We can easily see that 32 comes when 2 is multiplied five times.
i.e. $2 \times 2 \times 2 \times 2 \times 2 = {2^5} = 32$.
Comparing this with ${r^5} = 32$, we get the common ratio.
$ \Rightarrow {r^5} = {2^5}$
$ \Rightarrow r = 2$.
To obtain the second term put $n = 2$ in the equation (1), we get,
${a_2} = a{r^{2 - 1}}$
$ \Rightarrow {a_2} = ar$
Substituting $a = 3$ and $r = 2$, we get,
$ \Rightarrow {a_2} = 3 \times 2$
$ \Rightarrow {a_2} = 6$.
To obtain the third term put $n = 3$ in the equation (1), we get,
${a_3} = a{r^{3 - 1}}$
$ \Rightarrow {a_3} = a{r^2}$
Substituting $a = 3$ and $r = 2$, we get,
$ \Rightarrow {a_3} = 3 \times {2^2}$
$ \Rightarrow {a_3} = 3 \times 4$
$ \Rightarrow {a_3} = 12$.
To obtain the fourth term put $n = 4$ in the equation (1), we get,
${a_4} = a{r^{4 - 1}}$
$ \Rightarrow {a_4} = a{r^3}$
Substituting $a = 3$ and $r = 2$, we get,
$ \Rightarrow {a_4} = 3 \times {2^3}$
$ \Rightarrow {a_4} = 3 \times 8$
$ \Rightarrow {a_4} = 24$.
To obtain the fifth term put $n = 5$ in the equation (1), we get,
${a_5} = a{r^{5 - 1}}$
$ \Rightarrow {a_5} = a{r^4}$
Substituting $a = 3$ and $r = 2$, we get,
$ \Rightarrow {a_5} = 3 \times {2^4}$
$ \Rightarrow {a_5} = 3 \times 16$
$ \Rightarrow {a_5} = 48$.
$\therefore {a_1} = 3,$ ${a_2} = 6,$ ${a_3} = 12,$ ${a_4} = 24,$ ${a_5} = 48,$ ${a_6} = 96.$
Hence $6,12,24,48$ are the desired four geometric means between 3 and 96.

Note:
If the same number is not multiplied to each number in the sequence, then we cannot form the geometric sequence.
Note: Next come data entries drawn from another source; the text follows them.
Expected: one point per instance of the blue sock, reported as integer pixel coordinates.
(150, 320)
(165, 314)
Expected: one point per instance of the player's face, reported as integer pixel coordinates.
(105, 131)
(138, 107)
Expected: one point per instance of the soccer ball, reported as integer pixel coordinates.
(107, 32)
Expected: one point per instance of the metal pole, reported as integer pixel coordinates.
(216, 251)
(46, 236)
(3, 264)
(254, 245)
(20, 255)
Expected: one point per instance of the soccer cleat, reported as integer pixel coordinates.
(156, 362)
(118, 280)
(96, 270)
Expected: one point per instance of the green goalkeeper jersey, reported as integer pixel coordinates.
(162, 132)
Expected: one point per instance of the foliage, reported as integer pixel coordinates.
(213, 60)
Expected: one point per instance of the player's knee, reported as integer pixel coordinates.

We must remember the formula to find the nth term of an geometric progression which is given by ${a_n} = a{r^{n - 1}}$
Where, ${a_n} = $nth term of geometric sequence.
$a = $first term of the geometric sequence.
$r = $common ratio
If we have given a list of numbers and asked to examine whether it is a geometric progression or not, we need to just find the common ratio r between the consecutive numbers. If the common ratio r comes to be the same, then the given list of numbers is a geometric progression. Otherwise it is not a geometric progression.